Wnt signaling during hair follicle cycling. Postnatal hair follicles (HFs) cycle repeatedly through rest (telogen), growth (anagen), and death/regression (catagen). The morphology and molecular events taking place at each stage of the hair cycle are depicted (for a comprehensive histological review of hair cycle stages see Müller-Röver et al. 2001). Expression data are from DasGupta and Fuchs (1999), Reddy et al. (2001, 2004), Blanpain et al. (2004), Morris et al. (2004), Tumbar et al. (2004), and Zhang et al. (2009). (A) During refractory telogen (BMP-high, Wnt-low) (Plikus et al. 2008), BMP is secreted from adipocytes and dermal fibroblasts, as well as the dermal papilla, to maintain the HF bulge in a low-growth, quiescent state. The bulge is thought to also be in a Wnt-inhibited state, by expressing various Wnt pathway inhibitors. (B) In the competent telogen phase (BMP-low, Wnt-high), BMP expression in adipocytes and dermal cells is reduced, allowing bulge cells to respond to anagen-inducing cues. One such cue is likely to involve an as-yet-unidentified Wnt. At this time, Wnt/β-catenin signaling becomes up-regulated in bulge and secondary hair germ cells, and they produce Wnt ligands such as Wnt10b. (C) As the follicle transitions from telogen to anagen and starts growing, bulge/secondary hair germ keratinocytes proliferate and migrate along the developing outer root sheath (ORS) to enwrap the dermal papilla and push it downward, away from the bulge. Wnt/β-catenin signaling continues to be active in these keratinocytes that form the developing matrix and the precortex. (D) The HF continues to grow downward in anagen. Distinct, differentiated layers (sheaths) are observed, each expressing different Wnt ligands and receptors. The significance of these complex expression patterns remains unknown. Lgr5+ follicle stem cells are found throughout the ORS and likely migrate to the matrix, where they differentiate into keratinocytes populating the various lineages of the anagen HF. Wnt/β-catenin signaling is also active in the matrix and is thought to be important for specifying these lineages.

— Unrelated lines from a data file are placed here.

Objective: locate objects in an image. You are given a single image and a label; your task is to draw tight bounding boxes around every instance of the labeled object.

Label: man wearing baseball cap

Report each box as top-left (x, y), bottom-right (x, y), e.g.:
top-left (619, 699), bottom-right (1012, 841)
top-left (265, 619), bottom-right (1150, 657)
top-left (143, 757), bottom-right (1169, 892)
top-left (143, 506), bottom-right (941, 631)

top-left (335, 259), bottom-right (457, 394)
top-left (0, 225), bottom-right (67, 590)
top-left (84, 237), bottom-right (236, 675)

It is unclear if particular Wnts are responsible for specifying particular anagen lineages. (E) As the follicle exits anagen and enters catagen, it stops growing and starts dying. The follicle regresses and forms an epithelial strand that slowly pulls the dermal papilla upward to the level of the bulge, a process that is dependent on β-catenin (van Genderen et al. 1994).
Figure 4.
Figure 4.
Wnt signaling during melanocyte development and homeostasis. (A) As the embryo develops, multipotent neural crest cells receive Wnt signals that instruct them to adopt the melanocyte lineage and form melanoblasts. These melanoblasts migrate and populate the embryonic epidermis and developing hair follicles (HFs). (B) Embryonic melanoblasts eventually give rise to adult melanocyte stem cells, which reside in the telogen bulge in close proximity to follicular stem cells. Follicular and melanocyte stem cells regulate each other and coordinately activate Wnt/β-catenin signaling at the onset of anagen (Rabbani et al. 2011). (C) The activation of Wnt signaling in melanocyte stem cells causes them to proliferate and differentiate into melanocytes, which then migrate along the outer root sheath (ORS) to enter the matrix. In the matrix, they potentially receive additional Wnt signals that cause them to transfer pigment to differentiating cortical keratinocytes, producing a pigmented hair shaft.